Keeping on message is among the difficult elements of a political campaign, when a soundbite receives more attention than the subject of the speech, or when a crowd of supporters defines the candidate rather than the other way around. Last Sunday, Republican gubernatorial contender Rob Astorino stood outside the office of Bronx Democratic Assemblyman Jeffrey Dinowitz to protest his bill requiring vaccination for all students to attend classes.

Standing behind the former Westchester County Executive was a woman holding a poster of vaccination needles in the form of a swastika with “Nuremberg Laws” written next to it, and a man wearing a yellow star suggesting that unvaccinated individuals are suffering the same degree of persecution as Jews did in Nazi Germany. Whatever words Astorino had said last Sunday were drowned out by the imagery of the people standing behind him.

“The display of swastikas and yellow Stars of David outside my office today is repugnant and offensive,” Dinowitz tweeted. “People are perfectly free to express their opinion on vaccines or any issue, but to openly display Nazi symbols outside the office of a Jewish legislator is despicable.”

In this instance, Astorino’s message was lost as a result of his supporters carrying offensive signs. “I had no idea until I saw this photo,” wrote Astorino. “If I’d seen it I’d have told them to take the sign down. No comparison to those atrocities & yes, I’ve always condemned anti-Semitism.”

Astorino’s statement did not appear to be an apology. Perhaps he could apologize on behalf of a supporter that he did not know. Instead, he tried to steer the news cycle back to the topic that brought him to Dinowitz’s office. “My offer still stands, Jeff. Have the guts to meet w/ me & learn why so many parents oppose your mandate.” He later added that had he seen the swastika poster, he would have stopped speaking and had it removed.

Dinowitz’s colleagues in the Democratic Party piled on Astorino for associating with anti-Semitic imagery outside the office of a Jewish lawmaker. One can ask whether it is easier to attack Dinowitz for having uncontrollable supporters rather than the merits of his position that vaccination should not be required for in-person classes.

Rep. Lee Zeldin, who is also running in the Republican primary for Governor, did not address Astorino’s supporters or his failure to directly apologize for standing next to a swastika poster. “The COVID vaccine should not be a requirement for students to attend school. The voice of parents is strong and resolute. They do not want the vaccine to be mandated. This is a personal choice for families to make. I stand with these parents and support their position,” he tweeted.

As one of two Jewish Republicans in Congress, Zeldin is in a unique position to call out anti-Semitic tropes in his party. Doing so would give his condemnations of Reps. Ilhan Omar and Rashida Tlaib more weight, but as long as he is silent on Nazi imagery among his party’s supporters, Zeldin’s condemnations of anti-Semitism among leftist lawmakers can be cynically viewed as partisan rather than sincere.

Throughout this pandemic, the use of Holocaust images has been visible among some opponents of vaccination mandates, and Republican lawmakers felt conflicted between condemning antisemitic images and alienating potential supporters. Last week in Kansas, anti-vaccine demonstrators wore yellow stars in protest of the mandates at a hearing in the state capitol.

“Senate Republicans reject, in the strongest possible terms, any analogies to the Holocaust. Such comparisons are inappropriate and bear no resemblance to the issues we are debating today,” State Senate President Ty Masterson wrote. His colleague, State House Speaker Ron Ryckman, also condemned the use of yellow stars. “Let me be clear: The issues being debated today are important to KS, but they are in no way comparable to what millions of Jews endured who were ripped from their families, and marked for death by the Nazis,” he wrote.

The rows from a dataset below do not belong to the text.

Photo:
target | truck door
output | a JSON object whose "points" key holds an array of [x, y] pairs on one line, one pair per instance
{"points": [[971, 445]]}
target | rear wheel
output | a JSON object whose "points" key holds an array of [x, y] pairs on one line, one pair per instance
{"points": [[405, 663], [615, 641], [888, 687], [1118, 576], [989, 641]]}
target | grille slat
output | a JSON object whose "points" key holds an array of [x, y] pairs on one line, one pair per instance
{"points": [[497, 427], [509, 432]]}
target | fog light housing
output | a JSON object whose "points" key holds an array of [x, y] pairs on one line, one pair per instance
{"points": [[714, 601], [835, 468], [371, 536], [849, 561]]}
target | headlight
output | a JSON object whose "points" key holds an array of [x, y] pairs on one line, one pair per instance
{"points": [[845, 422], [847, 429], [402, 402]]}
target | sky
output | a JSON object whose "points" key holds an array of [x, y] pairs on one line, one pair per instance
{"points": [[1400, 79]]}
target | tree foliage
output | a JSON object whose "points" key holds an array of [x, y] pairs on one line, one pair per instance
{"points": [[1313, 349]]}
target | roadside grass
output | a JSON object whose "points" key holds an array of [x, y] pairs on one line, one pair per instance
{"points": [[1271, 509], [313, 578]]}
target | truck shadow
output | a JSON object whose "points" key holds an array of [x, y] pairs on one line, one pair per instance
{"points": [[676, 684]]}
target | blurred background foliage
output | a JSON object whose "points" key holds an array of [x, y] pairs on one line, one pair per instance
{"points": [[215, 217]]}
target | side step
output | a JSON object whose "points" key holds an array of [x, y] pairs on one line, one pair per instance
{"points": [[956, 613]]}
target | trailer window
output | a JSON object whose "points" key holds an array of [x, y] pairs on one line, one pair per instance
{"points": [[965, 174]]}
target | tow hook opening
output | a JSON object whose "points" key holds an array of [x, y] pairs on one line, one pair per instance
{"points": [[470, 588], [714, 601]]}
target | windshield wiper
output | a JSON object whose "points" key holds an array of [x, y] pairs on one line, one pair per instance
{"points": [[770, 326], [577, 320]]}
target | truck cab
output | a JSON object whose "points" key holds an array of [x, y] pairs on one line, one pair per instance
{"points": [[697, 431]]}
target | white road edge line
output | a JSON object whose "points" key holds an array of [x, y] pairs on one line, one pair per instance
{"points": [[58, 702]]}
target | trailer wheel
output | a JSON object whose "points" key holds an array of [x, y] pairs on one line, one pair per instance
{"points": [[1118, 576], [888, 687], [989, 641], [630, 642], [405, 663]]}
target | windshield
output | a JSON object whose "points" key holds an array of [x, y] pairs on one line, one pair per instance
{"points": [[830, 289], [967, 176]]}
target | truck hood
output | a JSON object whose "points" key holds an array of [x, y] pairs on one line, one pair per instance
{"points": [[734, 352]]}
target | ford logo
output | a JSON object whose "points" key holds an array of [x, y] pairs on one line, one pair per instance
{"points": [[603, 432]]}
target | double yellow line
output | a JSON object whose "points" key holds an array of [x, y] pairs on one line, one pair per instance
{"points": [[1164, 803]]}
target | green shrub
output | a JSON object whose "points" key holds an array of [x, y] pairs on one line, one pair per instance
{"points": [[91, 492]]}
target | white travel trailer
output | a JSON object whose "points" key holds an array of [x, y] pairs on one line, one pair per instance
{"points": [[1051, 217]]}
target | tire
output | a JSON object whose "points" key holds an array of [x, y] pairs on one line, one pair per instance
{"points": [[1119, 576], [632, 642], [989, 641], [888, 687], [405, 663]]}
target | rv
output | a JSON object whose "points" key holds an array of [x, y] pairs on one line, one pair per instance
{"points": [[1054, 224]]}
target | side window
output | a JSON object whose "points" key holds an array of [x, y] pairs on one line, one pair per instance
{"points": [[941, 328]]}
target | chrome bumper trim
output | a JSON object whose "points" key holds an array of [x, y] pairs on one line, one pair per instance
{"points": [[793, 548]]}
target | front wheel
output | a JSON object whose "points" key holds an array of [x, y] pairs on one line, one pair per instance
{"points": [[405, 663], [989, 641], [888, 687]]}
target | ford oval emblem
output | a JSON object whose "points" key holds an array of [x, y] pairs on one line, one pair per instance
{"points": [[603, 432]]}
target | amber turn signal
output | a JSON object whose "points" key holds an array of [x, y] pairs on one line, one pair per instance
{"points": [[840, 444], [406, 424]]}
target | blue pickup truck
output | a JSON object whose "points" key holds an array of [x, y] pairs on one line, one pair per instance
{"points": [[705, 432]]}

In Alaska, Anchorage Mayor Dave Bronson spoke last month in defense of his neighbors who protested vaccination mandates while wearing the yellow star. “We’ve referenced the Star of David quite a bit here tonight,” he said to city lawmakers. “The message was ‘Never again.’ That’s an ethos. And that’s what that star really means... I think us borrowing that from them is actually a credit to them.”

In Washington, State Rep. Jim Walsh wore his yellow star last June at a speech following a church basketball game. “It’s an echo from history,” Walsh wrote on a Facebook page where his speech was posted. “In the current context, we’re all Jews.”

Earlier this year, firebrand Republican freshmen Reps. Madison Cawthorn of North Carolina and Marjorie Taylor Greene of Georgia also made Holocaust references to vaccination mandates.

The Holocaust has no parallel in history in terms of the scale and methods that targeted the Jews. The political humor in calling any act of governmental or corporate overreach as “Nazi” trivializes the actual persecutions of the Holocaust. Labeling any real or perceived overreach of governmental authority as Nazi is as ridiculous as crying “Wolf,” and it does little to persuade the public on the merits of the anti-vaccination position.